Monday, February 18, 2013

Parlez-vous français? Non, a thousand times, non!

By Stephen B. Bagley

I keep trying to learn French even though it’s obvious to a deaf man that I will never master it with enough expertise to not horrify a Frenchman. I once had dinner in a French restaurant in Tulsa and attempted to impress the waiter with my French. With an expression on his face like he had a severe case of constipation, he attempted  to repeat my order to me in bad English while I attempted to correct him in bad French. I would have gone hungry except the menu had pictures on it, so I was able to point at items and received excellent food. I’m not sure what it was, but it used a lot of cream and butter, and how could you go wrong with that?

I don’t even know why I want to learn French. I have no particular desire to travel to France, mostly because it’s filled with a bunch of Frenchmen who don’t like Americans much. And by much, I mean not at all. To be fair, they don’t like any other nationalities either. They’re quite happy being disagreeable, and frankly, I think we should leave them alone and only send in safari chefs to gather recipes.

What’s making me complain about French today — and by complain, I mean storming around the house and kicking things — are the French indefinite articles. To quote from About.com:

“The singular indefinite articles in French correspond to “a,” “an,” or “one” in English, while the plural corresponds to “some.” There are three forms of the French indefinite article.
un    masculine
une   feminine
des   masculine or feminine plural
Note that the plural indefinite article is the same for all nouns, whereas the singular has different forms for masculine and feminine.”

Did you follow that? It’s like this: Nouns in French have gender. (The only way to know a noun’s gender is to memorize it. Look, if it was easy, we’d all be speaking French. Memorize a couple hundred nouns. And if someone tries to talk about something you didn’t memorize, hit them. They’ll stop.) Anyway, you need to match the correct gendered indefinite article to the gender of the noun.

A book is male so it gets un.

An apple is female so it gets une.

EXCEPT when you have more than one book or apple, and then it would be des livres (some books) or des pommes (some apples.) When the noun is plural, you use des and don’t worry about gender.

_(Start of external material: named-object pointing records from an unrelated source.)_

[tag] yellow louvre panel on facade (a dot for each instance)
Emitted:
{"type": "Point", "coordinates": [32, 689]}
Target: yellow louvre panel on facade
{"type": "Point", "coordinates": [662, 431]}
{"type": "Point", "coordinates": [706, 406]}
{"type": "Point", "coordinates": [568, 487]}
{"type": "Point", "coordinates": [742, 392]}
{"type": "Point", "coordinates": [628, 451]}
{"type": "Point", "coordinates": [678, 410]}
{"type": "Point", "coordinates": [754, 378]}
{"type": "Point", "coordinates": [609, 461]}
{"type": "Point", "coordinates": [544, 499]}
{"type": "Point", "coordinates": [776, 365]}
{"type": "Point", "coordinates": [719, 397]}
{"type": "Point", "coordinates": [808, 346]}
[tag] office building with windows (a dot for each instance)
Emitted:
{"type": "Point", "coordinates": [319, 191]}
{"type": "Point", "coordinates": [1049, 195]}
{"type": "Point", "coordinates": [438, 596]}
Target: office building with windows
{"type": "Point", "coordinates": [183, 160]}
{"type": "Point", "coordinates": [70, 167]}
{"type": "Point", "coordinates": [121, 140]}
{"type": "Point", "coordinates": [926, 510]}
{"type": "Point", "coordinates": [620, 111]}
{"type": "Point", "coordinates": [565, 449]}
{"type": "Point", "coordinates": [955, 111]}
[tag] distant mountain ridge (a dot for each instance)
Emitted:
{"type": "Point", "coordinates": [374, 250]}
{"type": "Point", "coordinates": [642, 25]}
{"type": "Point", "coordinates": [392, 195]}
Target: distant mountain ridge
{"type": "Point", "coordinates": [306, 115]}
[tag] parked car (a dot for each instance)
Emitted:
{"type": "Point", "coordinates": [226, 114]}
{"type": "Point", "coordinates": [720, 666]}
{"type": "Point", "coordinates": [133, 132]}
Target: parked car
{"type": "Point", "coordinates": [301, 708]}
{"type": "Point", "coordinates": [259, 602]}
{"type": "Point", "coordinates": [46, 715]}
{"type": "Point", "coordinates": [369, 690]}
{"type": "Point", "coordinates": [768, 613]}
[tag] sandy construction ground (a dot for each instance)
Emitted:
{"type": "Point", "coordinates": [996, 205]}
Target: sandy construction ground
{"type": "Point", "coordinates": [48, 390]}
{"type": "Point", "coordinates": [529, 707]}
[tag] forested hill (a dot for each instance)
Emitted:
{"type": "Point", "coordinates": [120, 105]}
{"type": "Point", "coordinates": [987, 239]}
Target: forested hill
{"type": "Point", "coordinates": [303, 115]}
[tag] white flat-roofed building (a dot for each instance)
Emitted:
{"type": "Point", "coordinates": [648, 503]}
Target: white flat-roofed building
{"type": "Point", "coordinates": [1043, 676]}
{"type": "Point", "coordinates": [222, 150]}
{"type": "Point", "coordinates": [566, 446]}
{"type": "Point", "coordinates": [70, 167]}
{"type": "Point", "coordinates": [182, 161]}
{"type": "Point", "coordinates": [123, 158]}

EXCEPT in a negative sentence where the indefinite article becomes de meaning “not any” as in “Je n'ai pas de pommes” or “I don’t have any apples.” Nor, at this point, do I want any.

EXCEPT when you talk about a person’s profession or religion. Then you never use an indefinite article.

My college French teacher used to say French is an “exceptable” language because the exceptions never end.

If I ever go to France, it will be easier if I only order multiple items on the menu or only talk about a person’s job and religion. The former would mean I would only use des and the latter that I wouldn’t need to use an indefinite article. Or I could simply stay in the United States and never worry about it at all.

A friend thinks learning a foreign language keeps our minds sharp. It must not be working, or I wouldn’t be trying to learn French.

Excerpted from Return of the Floozy. Copyright 2013 by Stephen B. Bagley. All rights reserved. No copying in any form. Thank you for reading. 

3 comments:

Jean said...

I had most of a year of German in 9th grade, then I moved to Ohio. I started over and took two years of French (from a choice of that or Latin). My decreasing grades indicated if I took a third year of French, I might not have graduated high school, so I quit while I was behind. Since I had to take a language to graduate from college, I took German. The final class I took before graduation was the final German class I needed to take. I think I barely passed.

While in the Middle East, I managed to learn to decipher a few numbers (as Mr L points out, we use Arabic numbers, so my success is less than amazing).

Now, I live in Central Texas, where I would have done well to have taken Spanish.

For a couple of years, I had access to a full range of those language courses where you learn by immersing yourself in the language -- just like I learned English, but hearing it being spoken and reading it. I tried German, Spanish, and even Chinese (just in case it clicked with me -- it did not). I did best with German, but I think that's because I've been exposed to it longer.

In truth, I did terrible with all of them. From this experience, I can't imagine the miracle by which I was able to learn English.

EJ said...

I actually got good grades in the semester of French I was required to take. Or at least for most of it. I was taking Algebra at the time with far less success, and toward the end of the semester Algebra was taking study time away from French, so my grade slipped a little. I'm not sure why I didn't continue with it because the teacher was wonderful. It must have conflicted with band or chorus, which were far more important then.

Stephen B. Bagley said...

Jean, I've always wondered about the immersion courses. In movies, the pilot who lands behind enemy lines somehow makes himself be understood. I would have starved or been shot very early on.

Wendy, I always got good grades in French -- I took two semesters in college -- but I never got to the point where I could carry on any conversation that didn't involve the weather, where or not Jacques was going to join us at the fair, or the fork and spoon by the plate. If they wanted to talk about something else, they were out of luck!